Mexico is a beautiful country. I don't really believe it's possible for one to make a rational argument to refute this point. There is the rugged landscape of the Baja Peninsula, the incomparable vastness of the Sonoran and Chihuahuan Deserts, the Mayan Riviera of the Yucatan Peninsula with its distinct Carribean flavor, islands like Cozumel and Isla Mujeres, the majestic archeological ruins of Tulum and Chichen Itza, the Jungle, the biggest city in the world, and the mountainous regions like San Luis Potosi. By about Wednesday last week, however, I couldn't wait to get back to the states, and I don't know that I'll be heading back for an extended period any time soon.

My wife and I spent the last 7 days in Cancun and the surrounding area. We stayed at the Westin Regina Resort, a beautiful and tasteful 5-Star establishment at the very southern end of the hotel zone, away from the hustle and bustle of "the strip." Our first floor, high-ceilinged room had a perfect ocean view and a private terrace with lounge chairs just footsteps from the beach. We were very active; hiking the ruins of Tulum, taking the ferry to Isla Mujeres, snorkeling at Xel-Ha and Akumal, Horseback riding and shopping at Playa del Carmen. The water is warm, clear, and a brilliant shade of turquoise; the beaches are soft white sand. It was paradise.

But I had a few problems with my time in Cancun.

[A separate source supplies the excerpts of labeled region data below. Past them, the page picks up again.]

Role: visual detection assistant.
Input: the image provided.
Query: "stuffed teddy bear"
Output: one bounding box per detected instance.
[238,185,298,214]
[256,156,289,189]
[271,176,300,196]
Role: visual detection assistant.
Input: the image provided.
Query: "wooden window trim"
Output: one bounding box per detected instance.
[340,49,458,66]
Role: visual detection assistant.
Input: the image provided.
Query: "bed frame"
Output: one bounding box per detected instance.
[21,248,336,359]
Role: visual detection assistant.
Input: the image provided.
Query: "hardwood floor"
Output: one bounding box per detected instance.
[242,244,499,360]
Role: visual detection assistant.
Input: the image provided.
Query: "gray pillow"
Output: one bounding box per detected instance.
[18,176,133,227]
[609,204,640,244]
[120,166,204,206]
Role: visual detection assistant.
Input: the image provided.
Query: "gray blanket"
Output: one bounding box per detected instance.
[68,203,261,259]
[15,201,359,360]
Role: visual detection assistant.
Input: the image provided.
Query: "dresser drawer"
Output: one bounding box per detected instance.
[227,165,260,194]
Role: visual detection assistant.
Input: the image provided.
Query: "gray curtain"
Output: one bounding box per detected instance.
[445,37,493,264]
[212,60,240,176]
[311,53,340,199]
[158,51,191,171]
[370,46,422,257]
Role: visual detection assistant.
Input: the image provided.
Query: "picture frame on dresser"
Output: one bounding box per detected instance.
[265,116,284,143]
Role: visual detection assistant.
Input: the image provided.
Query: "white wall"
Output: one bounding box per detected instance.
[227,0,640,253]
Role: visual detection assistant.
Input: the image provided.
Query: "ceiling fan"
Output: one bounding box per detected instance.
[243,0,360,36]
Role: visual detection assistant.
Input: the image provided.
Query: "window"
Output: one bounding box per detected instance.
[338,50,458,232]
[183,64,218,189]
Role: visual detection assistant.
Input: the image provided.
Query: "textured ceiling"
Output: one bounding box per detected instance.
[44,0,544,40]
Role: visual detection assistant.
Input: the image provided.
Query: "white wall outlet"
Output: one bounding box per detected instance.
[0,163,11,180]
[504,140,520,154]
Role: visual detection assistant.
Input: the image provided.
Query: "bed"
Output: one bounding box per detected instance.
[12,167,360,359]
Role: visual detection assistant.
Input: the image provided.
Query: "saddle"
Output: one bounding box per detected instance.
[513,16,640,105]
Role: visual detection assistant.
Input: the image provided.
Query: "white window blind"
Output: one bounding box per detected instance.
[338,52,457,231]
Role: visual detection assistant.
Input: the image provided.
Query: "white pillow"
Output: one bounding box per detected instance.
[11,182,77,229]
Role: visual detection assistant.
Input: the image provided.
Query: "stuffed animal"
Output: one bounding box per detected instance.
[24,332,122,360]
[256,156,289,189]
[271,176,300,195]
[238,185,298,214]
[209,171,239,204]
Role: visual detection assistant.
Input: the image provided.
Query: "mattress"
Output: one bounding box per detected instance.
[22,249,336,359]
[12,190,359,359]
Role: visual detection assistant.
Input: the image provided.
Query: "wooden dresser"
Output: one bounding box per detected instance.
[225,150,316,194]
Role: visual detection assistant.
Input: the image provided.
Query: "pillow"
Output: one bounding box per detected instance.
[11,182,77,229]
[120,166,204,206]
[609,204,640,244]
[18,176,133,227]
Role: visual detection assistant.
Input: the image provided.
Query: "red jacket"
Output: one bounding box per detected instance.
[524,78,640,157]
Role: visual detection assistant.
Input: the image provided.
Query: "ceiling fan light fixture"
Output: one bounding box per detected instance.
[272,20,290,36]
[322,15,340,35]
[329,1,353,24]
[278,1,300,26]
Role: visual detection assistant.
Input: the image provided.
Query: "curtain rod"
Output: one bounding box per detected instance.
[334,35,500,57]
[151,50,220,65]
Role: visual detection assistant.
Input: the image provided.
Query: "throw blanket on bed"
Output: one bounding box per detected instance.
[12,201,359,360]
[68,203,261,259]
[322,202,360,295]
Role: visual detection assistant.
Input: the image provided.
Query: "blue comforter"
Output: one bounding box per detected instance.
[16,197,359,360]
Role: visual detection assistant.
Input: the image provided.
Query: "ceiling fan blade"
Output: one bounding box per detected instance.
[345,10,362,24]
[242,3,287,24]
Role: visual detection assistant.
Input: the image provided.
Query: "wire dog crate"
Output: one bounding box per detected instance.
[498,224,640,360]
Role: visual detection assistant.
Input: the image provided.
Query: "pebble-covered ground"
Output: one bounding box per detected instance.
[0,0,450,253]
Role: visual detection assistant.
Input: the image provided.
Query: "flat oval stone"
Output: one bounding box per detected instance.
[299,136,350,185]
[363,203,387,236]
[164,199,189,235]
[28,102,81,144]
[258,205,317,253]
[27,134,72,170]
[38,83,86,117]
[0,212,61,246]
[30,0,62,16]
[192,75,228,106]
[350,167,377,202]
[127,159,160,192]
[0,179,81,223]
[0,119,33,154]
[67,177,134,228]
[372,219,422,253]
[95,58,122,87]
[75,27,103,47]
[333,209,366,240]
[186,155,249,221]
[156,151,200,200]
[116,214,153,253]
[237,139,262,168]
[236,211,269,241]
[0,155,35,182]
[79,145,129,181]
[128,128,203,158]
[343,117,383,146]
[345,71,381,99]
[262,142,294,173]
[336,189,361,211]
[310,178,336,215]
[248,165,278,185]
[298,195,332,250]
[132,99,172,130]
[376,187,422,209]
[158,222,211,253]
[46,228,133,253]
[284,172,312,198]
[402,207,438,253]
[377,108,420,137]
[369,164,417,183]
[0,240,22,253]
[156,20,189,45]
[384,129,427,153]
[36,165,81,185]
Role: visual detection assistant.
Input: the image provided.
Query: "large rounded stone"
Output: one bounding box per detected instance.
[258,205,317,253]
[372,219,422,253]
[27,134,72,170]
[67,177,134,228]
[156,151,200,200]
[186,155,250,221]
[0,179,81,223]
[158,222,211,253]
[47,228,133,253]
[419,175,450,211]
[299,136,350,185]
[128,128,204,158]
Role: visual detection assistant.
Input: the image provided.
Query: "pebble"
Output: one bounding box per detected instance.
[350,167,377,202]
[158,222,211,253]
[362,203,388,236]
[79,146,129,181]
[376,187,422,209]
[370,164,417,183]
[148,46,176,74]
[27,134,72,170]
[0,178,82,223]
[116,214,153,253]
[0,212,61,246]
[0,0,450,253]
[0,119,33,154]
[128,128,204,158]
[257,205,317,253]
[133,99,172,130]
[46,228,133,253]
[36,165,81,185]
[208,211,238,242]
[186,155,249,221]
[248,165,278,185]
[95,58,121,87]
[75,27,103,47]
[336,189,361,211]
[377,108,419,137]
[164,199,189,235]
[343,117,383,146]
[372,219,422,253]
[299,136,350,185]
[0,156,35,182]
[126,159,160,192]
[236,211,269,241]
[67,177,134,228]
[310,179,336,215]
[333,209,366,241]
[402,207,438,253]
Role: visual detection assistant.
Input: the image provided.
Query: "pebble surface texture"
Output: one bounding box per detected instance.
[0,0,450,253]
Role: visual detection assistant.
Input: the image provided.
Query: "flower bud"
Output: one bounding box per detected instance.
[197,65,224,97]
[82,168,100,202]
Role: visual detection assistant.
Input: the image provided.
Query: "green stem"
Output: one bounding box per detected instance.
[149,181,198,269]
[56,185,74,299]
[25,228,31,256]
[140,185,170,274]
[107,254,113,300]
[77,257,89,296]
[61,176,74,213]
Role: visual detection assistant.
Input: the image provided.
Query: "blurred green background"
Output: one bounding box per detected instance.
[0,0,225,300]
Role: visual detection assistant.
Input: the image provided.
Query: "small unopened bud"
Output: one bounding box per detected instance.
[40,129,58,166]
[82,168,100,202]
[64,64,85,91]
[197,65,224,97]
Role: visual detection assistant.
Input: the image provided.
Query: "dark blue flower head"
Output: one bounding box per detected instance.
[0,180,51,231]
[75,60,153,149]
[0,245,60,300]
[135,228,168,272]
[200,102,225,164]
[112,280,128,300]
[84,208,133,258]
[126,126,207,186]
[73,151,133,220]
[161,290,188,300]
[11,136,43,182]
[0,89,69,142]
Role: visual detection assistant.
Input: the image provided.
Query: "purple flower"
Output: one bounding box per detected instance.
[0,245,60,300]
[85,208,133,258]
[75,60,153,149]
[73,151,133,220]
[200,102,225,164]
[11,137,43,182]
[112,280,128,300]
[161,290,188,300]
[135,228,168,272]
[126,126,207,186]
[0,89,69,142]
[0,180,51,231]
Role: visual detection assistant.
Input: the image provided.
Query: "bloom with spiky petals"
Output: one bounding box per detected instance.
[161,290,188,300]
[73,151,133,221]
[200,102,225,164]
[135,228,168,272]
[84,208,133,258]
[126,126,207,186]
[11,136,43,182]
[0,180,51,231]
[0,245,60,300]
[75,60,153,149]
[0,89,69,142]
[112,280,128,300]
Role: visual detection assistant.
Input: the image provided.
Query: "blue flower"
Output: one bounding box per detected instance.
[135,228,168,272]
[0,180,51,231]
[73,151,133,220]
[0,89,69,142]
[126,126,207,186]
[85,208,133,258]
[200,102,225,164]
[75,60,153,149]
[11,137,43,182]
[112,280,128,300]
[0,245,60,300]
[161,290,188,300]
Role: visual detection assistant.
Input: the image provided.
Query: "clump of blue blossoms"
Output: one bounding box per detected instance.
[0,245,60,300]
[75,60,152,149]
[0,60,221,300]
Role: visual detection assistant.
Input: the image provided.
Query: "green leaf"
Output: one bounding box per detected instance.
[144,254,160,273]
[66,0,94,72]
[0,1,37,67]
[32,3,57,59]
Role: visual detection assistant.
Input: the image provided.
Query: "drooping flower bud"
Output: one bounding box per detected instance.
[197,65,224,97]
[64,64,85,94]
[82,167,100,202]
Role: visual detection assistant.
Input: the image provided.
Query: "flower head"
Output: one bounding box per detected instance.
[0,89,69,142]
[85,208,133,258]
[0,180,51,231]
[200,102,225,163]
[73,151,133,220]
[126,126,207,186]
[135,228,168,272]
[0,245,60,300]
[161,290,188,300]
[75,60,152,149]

I don't like "showing my papers." I felt, at times, like I was in the Eastern Bloc. Now, I've got to say that it wasn't like there were checkpoints to go through or that I had to carry my papers in my swim trunks in case of spot checks. I also understand that I was in a different country and that I've got to declare what I bring in and out, and that the officials in said country need to have some means of identifying me should any issues arise. All that being said, however, I don't like having to produce documents when asked, just to show who I am and what I'm doing. Typical ugly American, I know.

Remember in the Godfather II when Michael and Freddo are in Cuba on New Year's Eve when the incumbent government is overthrown and the whole country goes to hell? That's how I felt
all the time in Mexico. It may just be sheer paranoia on my part, but think back to the Bush/Gore election debacle. Those kinds of elections happen frequently in Mexico, and the debate isn't typically over "hanging chads" but outright corruption. Don't argue this point with me; they are going through this exact issue in Juarez right now. This is a country whose government completely devalued the peso overnight, resulting in the loss of uncounted trillions for its people. And think back to recent years when the entire country required a fiscal bailout spearheaded by the United States. I couldn't shake the thought of a spontaneous coup, where all Americans are rounded up and shaken down, and it would take me 6 months to get out of the country.

Ever try to order a bottle or glass of Merlot in Mexico? How about a nice Pinot Noir? Cabernet Sauvignon anyone? Well, in Cancun anyway, red wine doesn't exist. I had three very nice dinners while in Cancun, mind you. I didn't try to order a bottle of Coppola Merlot at Chico's Tacos; these were places where the lobster is fresh and a table for 2 runs about $150. These aren't ramchackle joints. The Italian restaurant that we ate at was voted best overall in Cancun. Just don't ask for Merlot with your penne.

Sometimes a guy just wants a side of mashed potatoes. But you can't get mashed potatoes in Mexico. It's not even a part of their lexicon. There is no spanish word for "mashed," and potatoes certainly aren't a staple of the Mexican diet. But the problem is, after 4 or 5 days of Mexican food, a guy would just like a nice side of damn mashed potatoes damnit.

Lest you begin to feel sorry for us, don't. Overall we had a good time, saw a lot of stuff, worked a good tan, and took some great pictures. But being in another country just makes me appreciate what we have in the states. It's good to be back home.